The second stage in the process of forgiveness is to give yourself permission to forgive. Forgiving doesn’t mean that you no longer care about those where hurt or that your feelings aren’t justified. It means that you love yourself and others who were wronged enough to break the chains that come with holding onto the negative feelings. Creating the sanctuary didn’t mean that the Spaffords no longer loved their dead children or their way of life in Chicago. It means that they turned what could have been bitter feelings and desires for vengeance against fate, God, Mrs. O’Leary (whose cow kicked the lamp that started the Chicago fire), or the captain of the barge that rammed the ship into positive actions that have blessed travelers in Jerusalem and Christians worldwide for more than a century.

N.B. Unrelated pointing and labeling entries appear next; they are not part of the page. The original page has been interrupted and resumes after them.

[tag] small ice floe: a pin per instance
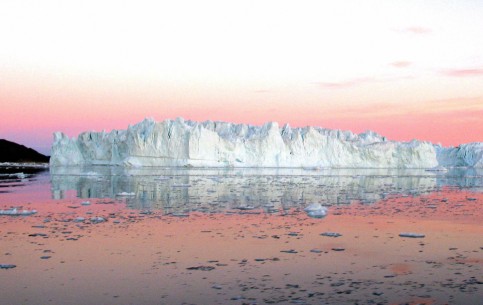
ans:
(97, 219)
(412, 235)
(125, 194)
(316, 210)
(438, 168)
(246, 207)
(180, 214)
(79, 219)
(15, 212)
(331, 234)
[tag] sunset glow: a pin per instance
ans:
(405, 69)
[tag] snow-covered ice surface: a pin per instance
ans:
(221, 144)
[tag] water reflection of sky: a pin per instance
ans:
(218, 189)
(212, 190)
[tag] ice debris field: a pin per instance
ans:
(221, 144)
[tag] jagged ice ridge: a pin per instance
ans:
(222, 144)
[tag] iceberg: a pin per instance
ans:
(223, 144)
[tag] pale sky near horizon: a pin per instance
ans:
(405, 69)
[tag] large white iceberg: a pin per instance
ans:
(221, 144)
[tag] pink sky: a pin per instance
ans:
(407, 71)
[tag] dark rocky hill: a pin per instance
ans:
(13, 152)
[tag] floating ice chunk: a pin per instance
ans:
(331, 234)
(181, 185)
(316, 210)
(438, 168)
(125, 194)
(15, 212)
(97, 219)
(412, 235)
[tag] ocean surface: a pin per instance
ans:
(111, 235)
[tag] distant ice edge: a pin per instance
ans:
(221, 144)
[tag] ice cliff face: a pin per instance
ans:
(220, 144)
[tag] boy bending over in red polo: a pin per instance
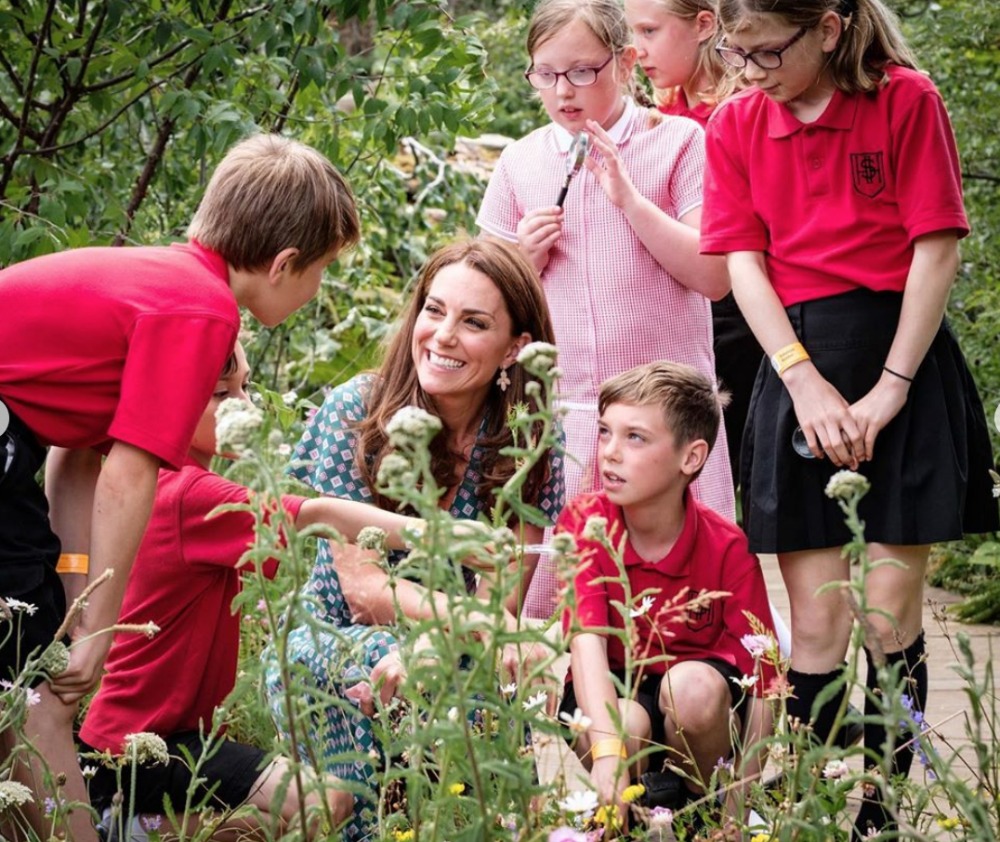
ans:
(185, 578)
(657, 423)
(114, 352)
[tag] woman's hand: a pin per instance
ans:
(610, 780)
(878, 408)
(611, 174)
(825, 417)
(385, 679)
(537, 232)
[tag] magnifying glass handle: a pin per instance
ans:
(562, 193)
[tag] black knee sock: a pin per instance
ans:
(914, 671)
(808, 686)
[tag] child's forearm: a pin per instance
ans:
(70, 483)
(674, 245)
(123, 500)
(349, 517)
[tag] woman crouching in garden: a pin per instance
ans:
(476, 304)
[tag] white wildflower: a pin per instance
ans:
(660, 817)
(596, 529)
(146, 749)
(372, 538)
(236, 424)
(745, 682)
(844, 485)
(581, 801)
(563, 543)
(412, 427)
(835, 770)
(18, 605)
(757, 645)
(535, 701)
(538, 358)
(642, 607)
(577, 722)
(13, 794)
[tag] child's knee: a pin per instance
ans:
(697, 700)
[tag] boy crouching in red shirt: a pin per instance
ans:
(109, 357)
(657, 423)
(185, 578)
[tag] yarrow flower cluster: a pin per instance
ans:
(563, 544)
(835, 770)
(32, 697)
(577, 722)
(757, 645)
(642, 608)
(582, 803)
(236, 425)
(844, 485)
(538, 358)
(146, 748)
(372, 538)
(13, 794)
(412, 428)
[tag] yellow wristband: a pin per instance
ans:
(784, 358)
(73, 563)
(608, 748)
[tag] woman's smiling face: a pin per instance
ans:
(462, 335)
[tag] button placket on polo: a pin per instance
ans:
(815, 151)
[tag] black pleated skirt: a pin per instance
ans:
(929, 474)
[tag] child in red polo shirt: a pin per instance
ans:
(833, 186)
(690, 669)
(186, 574)
(114, 352)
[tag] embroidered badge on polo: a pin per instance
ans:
(868, 174)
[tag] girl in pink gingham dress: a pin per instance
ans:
(619, 262)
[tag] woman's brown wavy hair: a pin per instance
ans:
(396, 384)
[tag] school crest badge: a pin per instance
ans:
(868, 173)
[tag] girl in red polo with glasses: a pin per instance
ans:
(833, 187)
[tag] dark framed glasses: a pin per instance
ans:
(764, 59)
(578, 77)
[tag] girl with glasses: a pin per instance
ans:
(619, 261)
(833, 187)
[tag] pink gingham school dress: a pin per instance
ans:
(613, 306)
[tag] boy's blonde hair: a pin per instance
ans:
(271, 193)
(871, 38)
(691, 406)
(721, 79)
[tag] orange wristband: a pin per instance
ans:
(73, 563)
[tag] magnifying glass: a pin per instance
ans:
(574, 160)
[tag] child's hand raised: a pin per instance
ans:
(537, 232)
(610, 173)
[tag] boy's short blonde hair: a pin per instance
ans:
(691, 406)
(271, 193)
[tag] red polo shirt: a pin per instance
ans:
(103, 344)
(710, 554)
(184, 579)
(834, 204)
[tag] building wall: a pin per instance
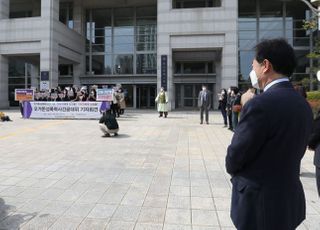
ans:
(44, 36)
(208, 28)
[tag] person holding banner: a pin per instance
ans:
(162, 100)
(108, 124)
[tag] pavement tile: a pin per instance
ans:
(66, 223)
(159, 174)
(180, 191)
(146, 226)
(152, 215)
(56, 208)
(126, 214)
(204, 217)
(176, 227)
(78, 210)
(93, 224)
(202, 203)
(178, 216)
(179, 202)
(118, 225)
(102, 211)
(43, 221)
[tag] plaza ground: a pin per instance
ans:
(157, 174)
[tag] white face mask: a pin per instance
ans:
(254, 79)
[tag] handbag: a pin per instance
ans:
(236, 108)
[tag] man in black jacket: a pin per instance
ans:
(314, 144)
(267, 147)
(108, 124)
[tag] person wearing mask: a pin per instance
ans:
(223, 105)
(229, 108)
(108, 124)
(204, 103)
(248, 95)
(122, 101)
(92, 95)
(236, 106)
(162, 100)
(265, 153)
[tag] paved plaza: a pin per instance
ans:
(157, 174)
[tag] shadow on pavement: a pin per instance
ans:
(120, 135)
(11, 220)
(308, 174)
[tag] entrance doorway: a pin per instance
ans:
(187, 95)
(146, 94)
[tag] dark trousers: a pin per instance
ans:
(115, 109)
(224, 115)
(235, 119)
(204, 109)
(318, 179)
(230, 119)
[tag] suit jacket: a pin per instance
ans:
(314, 141)
(264, 160)
(204, 99)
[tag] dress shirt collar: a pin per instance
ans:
(275, 82)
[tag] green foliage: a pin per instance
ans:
(310, 24)
(305, 82)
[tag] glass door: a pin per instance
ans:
(145, 96)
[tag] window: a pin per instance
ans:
(121, 41)
(195, 68)
(179, 4)
(25, 9)
(65, 70)
(66, 14)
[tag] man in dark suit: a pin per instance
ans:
(204, 103)
(267, 147)
(314, 144)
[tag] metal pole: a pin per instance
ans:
(310, 61)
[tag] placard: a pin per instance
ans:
(164, 71)
(104, 94)
(23, 94)
(64, 110)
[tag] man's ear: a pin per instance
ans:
(267, 66)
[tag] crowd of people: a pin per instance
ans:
(84, 93)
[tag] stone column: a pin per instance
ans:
(4, 9)
(35, 76)
(78, 17)
(4, 80)
(49, 59)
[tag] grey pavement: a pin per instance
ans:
(157, 174)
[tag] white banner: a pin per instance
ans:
(64, 110)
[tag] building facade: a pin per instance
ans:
(141, 44)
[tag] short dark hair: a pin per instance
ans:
(279, 53)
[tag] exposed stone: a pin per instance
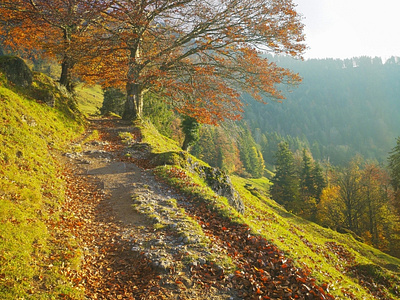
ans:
(215, 178)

The final stage letting go of the negative emotional impact of the injury. It may be as easy as getting, bringing the injury to mind and affirming to yourself that you forgive the person, circumstance or situation. At the other extreme, egregious hurts may take months or years. You may need the support of a friend, group or trained counselor. As a Christian, I turn to God for the strength to forgive when I can’t do it alone. If you stay with your intent to get past the pain, forgiving every day with your whole heart, you will find peace.
Once we create an attitude of forgiveness, the quality of our lives will improve. We’ll be less inclined to find fault with ourselves others. Our eyes will be more open to opportunities. We’ll be in a better frame-of-mind when trouble arises. Most importantly, we’ll be able to help others who are in pain and in need of forgiving.